Can Text Watermarking Be Used for Model Copyright Tracing?
A natural question arises: can text watermarking be used for model copyright tracing? The answer is nuanced. In the copyright dispute scenarios discussed earlier, model owners who recover a stolen model can, in principle, choose whether to enable text watermarking in their deployed services. Most post-hoc text watermarking strategies, and even those that modify decoding strategies, are ineffective for copyright tracing, as adversaries can simply select their preferred watermarking approach when deploying the model. However, certain watermarking methods require modifying the model during training to embed watermarks into the generated content. While this approach does alter the model's weights, its primary objective is still content tracing rather than model protection. As a result, adversaries may still find it relatively easy to remove such watermarks. Ultimately, the main purpose of text watermarking is to enable content attribution, not to provide robust copyright protection for the model itself.
Summary
In summary, watermarking originated as a means of authenticating and protecting physical and digital assets. In the context of LLMs, it is crucial to distinguish between watermarking for content tracing (text watermarking) and watermarking for model copyright protection (model watermarking). This project adopts clear definitions for both, ensuring conceptual clarity and practical relevance for the protection of large language models.
What is model fingerprinting?
Original Concept: Non-Invasive Model Fingerprinting
The concept of model fingerprinting was originally introduced as a non-invasive approach to model copyright protection. Drawing an analogy to the uniqueness of biological fingerprints, deep neural network models are also believed to possess unique "fingerprints"—that is, intrinsic properties or features that can be extracted from the model without the need for active embedding. This line of research was pioneered by Cao et al., who first proposed the model fingerprinting method known as IPGuard. In their approach, model ownership is verified by examining the decision boundary fingerprints of the victim model. For example, in the case of classifiers, different models exhibit distinct decision boundaries. Thus, a model owner can select data points near the decision boundary as fingerprint data points, which can then be used to verify the ownership of a suspicious model.

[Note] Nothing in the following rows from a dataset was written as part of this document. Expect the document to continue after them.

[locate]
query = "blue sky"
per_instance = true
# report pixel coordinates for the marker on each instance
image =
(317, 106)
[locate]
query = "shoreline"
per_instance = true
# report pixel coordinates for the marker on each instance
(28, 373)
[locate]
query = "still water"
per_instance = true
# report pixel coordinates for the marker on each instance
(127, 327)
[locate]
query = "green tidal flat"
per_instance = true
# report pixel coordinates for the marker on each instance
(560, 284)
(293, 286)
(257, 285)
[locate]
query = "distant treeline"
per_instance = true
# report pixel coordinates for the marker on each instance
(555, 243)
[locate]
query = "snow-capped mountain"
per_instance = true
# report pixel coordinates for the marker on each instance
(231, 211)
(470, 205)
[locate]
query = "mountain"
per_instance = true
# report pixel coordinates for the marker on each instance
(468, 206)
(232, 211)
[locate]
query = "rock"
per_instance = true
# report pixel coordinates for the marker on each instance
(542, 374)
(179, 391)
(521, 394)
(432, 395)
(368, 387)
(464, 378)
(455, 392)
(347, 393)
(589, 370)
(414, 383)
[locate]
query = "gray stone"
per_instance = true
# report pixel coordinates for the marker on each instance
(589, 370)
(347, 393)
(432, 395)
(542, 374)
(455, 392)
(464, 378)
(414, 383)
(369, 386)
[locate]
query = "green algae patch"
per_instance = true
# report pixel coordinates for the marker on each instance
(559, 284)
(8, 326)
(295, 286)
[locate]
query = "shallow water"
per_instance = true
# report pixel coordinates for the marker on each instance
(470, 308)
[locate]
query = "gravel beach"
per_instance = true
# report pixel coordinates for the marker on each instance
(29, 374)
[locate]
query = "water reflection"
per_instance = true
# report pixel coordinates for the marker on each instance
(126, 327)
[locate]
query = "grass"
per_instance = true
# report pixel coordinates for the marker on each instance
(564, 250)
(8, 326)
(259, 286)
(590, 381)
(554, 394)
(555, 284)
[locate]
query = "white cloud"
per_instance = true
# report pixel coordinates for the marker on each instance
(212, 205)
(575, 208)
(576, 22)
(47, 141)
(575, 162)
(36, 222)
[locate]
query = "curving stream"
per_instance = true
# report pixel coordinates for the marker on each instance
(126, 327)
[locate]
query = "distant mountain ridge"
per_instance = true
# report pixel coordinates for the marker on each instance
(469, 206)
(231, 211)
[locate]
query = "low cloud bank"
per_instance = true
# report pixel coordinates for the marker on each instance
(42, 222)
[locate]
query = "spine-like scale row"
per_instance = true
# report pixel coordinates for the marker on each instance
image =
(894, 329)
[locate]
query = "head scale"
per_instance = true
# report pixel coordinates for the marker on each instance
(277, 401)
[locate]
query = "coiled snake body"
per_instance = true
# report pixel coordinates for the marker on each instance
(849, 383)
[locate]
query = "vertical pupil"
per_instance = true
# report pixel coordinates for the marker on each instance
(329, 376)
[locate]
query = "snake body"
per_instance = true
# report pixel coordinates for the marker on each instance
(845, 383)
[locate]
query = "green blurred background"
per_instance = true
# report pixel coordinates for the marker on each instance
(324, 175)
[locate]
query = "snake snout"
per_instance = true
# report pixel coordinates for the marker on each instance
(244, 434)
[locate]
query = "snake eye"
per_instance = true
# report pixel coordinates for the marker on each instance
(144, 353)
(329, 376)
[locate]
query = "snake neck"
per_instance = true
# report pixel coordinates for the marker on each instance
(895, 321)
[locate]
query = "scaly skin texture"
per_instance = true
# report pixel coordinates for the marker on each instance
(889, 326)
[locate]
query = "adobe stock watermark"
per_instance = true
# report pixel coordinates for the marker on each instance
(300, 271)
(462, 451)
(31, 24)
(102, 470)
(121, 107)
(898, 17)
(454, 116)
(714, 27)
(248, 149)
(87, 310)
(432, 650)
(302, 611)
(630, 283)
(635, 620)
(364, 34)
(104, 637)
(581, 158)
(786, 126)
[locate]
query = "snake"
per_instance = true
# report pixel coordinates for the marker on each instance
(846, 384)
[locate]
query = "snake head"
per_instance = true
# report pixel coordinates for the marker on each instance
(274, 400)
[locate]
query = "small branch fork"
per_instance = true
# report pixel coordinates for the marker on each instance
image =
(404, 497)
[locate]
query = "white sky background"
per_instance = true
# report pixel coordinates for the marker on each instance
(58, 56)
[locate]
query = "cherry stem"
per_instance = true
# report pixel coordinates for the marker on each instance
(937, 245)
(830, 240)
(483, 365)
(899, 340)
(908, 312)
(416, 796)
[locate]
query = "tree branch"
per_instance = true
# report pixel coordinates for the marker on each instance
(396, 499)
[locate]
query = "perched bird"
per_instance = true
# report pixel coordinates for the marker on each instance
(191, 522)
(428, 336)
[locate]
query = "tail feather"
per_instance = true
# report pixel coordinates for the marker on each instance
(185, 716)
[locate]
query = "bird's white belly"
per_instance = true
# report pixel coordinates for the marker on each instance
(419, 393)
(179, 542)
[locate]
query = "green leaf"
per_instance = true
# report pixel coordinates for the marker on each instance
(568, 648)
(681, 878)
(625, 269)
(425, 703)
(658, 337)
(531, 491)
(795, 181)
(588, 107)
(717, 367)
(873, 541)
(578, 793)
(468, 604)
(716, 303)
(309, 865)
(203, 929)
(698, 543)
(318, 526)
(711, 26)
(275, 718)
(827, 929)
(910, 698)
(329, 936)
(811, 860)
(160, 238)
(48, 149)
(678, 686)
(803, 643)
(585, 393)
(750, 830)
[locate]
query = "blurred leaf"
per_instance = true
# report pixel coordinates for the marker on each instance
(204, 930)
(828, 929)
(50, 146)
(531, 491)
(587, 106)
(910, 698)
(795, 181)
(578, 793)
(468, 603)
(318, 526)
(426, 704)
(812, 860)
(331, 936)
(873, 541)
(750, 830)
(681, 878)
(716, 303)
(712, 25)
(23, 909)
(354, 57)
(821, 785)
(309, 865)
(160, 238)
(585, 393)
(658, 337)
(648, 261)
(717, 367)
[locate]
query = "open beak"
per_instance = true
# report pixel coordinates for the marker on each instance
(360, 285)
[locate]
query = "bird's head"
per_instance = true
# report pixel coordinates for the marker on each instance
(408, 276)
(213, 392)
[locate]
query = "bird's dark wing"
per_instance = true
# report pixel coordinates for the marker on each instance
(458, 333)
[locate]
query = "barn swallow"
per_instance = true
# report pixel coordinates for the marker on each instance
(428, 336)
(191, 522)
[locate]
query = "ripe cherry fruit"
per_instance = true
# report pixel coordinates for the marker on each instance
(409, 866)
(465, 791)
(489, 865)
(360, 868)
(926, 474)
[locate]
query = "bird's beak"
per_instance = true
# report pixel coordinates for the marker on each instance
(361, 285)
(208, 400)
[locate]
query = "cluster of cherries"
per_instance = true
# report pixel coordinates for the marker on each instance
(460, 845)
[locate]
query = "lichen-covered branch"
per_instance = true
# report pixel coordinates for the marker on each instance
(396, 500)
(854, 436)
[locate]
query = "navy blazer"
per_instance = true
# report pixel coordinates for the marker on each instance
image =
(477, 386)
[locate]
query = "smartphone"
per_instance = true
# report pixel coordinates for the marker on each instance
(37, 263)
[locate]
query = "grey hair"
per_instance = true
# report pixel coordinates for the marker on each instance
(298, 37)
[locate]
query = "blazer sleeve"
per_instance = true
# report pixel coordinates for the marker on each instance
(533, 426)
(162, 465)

Evolution: Expanding the Definition
However, as the research community has rapidly evolved, the definition of model fingerprinting has gradually expanded. Some recent works have begun to refer to backdoor watermarking techniques as a form of model fingerprinting. This paradigm shift has gained traction, and a new consensus is emerging: any method designed to protect model copyright may now be referred to as model fingerprinting. As a result, the scope of model fingerprinting has broadened to include not only non-invasive methods based on intrinsic model properties, but also certain model watermarking techniques.
Addressing Conceptual Ambiguity
To more accurately accommodate both traditional and contemporary approaches, we refer to these watermark-based fingerprints as weight watermark or backdoor watermark as fingerprint. This terminology helps resolve the conceptual ambiguity that has arisen as the field has evolved.